Miró su reloj, estaba ligeramente empañado por la inclemencia climatológica que soportaba, pero podía ver que eran las 15:45 y que el último rayo de luz solar se alejaba para siempre por el oeste. Estaba claro que la Diana que empezaba a materializarse sobre las aguas era la Diana de 1997, es decir, esa mujer perseguida, de pelo corto perfectamente peinado hacia atrás, con fijación ultra potente, a prueba de cualquier brisa y súbito cambio de clima londinense. Patricia pensó en persignarse, que seguramente es lo que su educación católica le obligaría a hacer delante de un espíritu. Pero prefirió no ofender a lo que entendía se trataba de un espíritu protestante. Se enjugó los ojos, de nuevo cuajados de las lágrimas del frío, y creyó que no seguiría allí, esa Princesa de Gales prácticamente esquiando sobre las heladas aguas del Támesis. Pero seguía allí, no necesariamente mirándola, mucho menos sonriéndole, pero presente, acompañándola en su viaje hacia el este de la ciudad.

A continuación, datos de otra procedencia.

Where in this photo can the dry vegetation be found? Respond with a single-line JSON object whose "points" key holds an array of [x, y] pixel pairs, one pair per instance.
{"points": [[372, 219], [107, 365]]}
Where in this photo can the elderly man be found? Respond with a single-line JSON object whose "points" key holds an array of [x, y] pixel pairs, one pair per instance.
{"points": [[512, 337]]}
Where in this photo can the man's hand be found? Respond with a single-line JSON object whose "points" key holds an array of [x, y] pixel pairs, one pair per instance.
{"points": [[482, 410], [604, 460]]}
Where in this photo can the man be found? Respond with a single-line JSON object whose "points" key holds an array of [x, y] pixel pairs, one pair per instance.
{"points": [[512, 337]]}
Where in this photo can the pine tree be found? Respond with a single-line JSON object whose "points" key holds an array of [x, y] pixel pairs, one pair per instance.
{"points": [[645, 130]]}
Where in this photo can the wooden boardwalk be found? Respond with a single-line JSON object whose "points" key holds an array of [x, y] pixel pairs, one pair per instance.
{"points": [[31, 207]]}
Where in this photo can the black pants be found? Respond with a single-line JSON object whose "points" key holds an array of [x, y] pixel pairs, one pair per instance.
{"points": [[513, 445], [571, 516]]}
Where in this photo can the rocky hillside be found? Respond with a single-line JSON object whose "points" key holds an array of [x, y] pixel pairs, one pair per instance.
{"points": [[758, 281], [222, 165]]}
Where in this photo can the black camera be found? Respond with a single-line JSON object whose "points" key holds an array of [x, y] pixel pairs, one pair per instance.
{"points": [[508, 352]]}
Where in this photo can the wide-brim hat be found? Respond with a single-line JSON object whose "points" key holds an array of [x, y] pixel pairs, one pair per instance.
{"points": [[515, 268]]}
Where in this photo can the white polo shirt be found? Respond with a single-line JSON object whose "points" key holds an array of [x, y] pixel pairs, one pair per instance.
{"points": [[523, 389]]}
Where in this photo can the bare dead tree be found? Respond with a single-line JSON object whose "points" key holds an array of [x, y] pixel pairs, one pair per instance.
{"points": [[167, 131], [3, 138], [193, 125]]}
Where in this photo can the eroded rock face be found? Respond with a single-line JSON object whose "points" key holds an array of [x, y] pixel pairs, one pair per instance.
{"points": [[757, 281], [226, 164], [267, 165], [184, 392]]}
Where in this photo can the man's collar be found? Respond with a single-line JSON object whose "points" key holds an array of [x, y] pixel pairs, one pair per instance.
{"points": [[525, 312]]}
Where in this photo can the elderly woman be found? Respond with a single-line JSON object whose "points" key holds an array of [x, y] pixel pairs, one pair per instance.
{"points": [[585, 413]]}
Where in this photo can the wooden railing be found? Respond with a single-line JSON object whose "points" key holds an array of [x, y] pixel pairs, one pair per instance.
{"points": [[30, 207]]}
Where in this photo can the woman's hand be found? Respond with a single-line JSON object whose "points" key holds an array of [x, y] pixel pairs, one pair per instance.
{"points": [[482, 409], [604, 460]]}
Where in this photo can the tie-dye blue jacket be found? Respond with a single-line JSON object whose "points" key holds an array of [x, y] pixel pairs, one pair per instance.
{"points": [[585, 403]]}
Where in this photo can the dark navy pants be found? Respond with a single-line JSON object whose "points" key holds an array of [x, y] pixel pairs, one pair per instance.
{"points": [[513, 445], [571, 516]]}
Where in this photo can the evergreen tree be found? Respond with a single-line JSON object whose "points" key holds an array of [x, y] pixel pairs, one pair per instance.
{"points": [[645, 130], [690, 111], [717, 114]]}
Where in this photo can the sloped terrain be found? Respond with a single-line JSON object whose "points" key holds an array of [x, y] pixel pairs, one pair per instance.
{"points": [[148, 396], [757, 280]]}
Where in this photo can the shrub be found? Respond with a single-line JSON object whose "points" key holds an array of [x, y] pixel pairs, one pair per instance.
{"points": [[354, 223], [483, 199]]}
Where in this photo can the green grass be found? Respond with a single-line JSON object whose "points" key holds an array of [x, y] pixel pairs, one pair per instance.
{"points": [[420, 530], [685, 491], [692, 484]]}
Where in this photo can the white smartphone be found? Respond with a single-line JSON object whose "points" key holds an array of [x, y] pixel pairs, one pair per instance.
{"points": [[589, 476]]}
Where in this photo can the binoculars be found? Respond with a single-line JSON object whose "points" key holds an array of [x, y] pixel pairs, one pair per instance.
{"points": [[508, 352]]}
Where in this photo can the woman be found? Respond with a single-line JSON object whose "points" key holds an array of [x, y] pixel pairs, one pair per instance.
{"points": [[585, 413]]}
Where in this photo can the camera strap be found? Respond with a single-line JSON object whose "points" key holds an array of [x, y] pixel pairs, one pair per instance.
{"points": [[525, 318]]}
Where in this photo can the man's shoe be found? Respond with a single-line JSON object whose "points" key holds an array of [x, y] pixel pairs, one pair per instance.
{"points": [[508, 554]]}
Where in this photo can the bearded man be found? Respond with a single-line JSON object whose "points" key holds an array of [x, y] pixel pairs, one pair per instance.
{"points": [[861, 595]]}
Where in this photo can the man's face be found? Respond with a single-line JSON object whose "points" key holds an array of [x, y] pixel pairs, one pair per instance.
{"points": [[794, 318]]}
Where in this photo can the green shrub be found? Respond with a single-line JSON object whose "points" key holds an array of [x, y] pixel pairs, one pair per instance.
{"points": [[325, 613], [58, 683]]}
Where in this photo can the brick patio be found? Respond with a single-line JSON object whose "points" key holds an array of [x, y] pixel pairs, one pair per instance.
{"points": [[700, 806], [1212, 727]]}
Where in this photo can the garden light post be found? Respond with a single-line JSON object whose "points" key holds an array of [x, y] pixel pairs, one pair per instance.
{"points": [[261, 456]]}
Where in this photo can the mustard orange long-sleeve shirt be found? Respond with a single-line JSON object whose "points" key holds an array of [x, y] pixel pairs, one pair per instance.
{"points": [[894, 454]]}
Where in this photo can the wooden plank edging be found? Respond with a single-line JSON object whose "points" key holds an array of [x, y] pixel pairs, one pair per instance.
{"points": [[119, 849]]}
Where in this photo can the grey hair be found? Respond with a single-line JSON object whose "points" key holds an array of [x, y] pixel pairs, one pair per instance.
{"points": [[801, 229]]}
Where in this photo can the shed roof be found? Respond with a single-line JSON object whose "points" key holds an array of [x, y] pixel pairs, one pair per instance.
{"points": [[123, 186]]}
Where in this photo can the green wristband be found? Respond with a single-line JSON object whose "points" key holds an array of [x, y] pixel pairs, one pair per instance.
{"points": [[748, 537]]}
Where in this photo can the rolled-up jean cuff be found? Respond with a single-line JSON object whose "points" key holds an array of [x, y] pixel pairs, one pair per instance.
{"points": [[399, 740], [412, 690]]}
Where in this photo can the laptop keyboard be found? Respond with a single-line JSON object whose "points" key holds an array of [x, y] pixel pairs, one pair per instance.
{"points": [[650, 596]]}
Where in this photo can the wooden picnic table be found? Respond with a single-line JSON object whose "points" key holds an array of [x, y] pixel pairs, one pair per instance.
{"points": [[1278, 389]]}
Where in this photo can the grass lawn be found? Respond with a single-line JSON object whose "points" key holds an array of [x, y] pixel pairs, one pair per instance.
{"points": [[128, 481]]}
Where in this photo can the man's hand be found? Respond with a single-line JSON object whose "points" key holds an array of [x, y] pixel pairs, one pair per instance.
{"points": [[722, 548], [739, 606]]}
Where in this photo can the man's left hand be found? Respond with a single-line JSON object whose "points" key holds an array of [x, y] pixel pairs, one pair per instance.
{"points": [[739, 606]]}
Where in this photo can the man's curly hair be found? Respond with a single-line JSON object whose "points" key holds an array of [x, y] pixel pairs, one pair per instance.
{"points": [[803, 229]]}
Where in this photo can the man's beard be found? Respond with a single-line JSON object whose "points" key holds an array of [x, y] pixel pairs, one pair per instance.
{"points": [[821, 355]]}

La otra pasajera abandonaba la proa y se adentraba en el interior del barco. Patricia mezclaba el frío verdadero con el otro frío del miedo que comenzaba a sentir. No era solo que viera un fantasma, sino que fuera precisamente Lady Di. Seguía allí, suspendida, sin dirigirle la mirada porque miraba hacia el frente, la piel tan blanca, el perfil tan elegante, el pelo incapaz de alterarse ante el agua que debería salpicarle.
La figura se giró. Lentamente, como un muñeco en un reloj de cuco, movió sin perder gracia alguna el cuello para permitirle a su mirada enfrentarse a la de Patricia.
Patricia no pudo pestañear, como si las lágrimas le hubieran congelado los párpados. Aterrada por dentro, incapaz de expresarlo por fuera, vio cómo la aparición la enfrentaba sin que el resto de su cuerpo cambiara de dirección. La cara estaba girada hacia ella, pero los hombros, el torso, las piernas continuaban suspendidos sobre el agua en dirección este.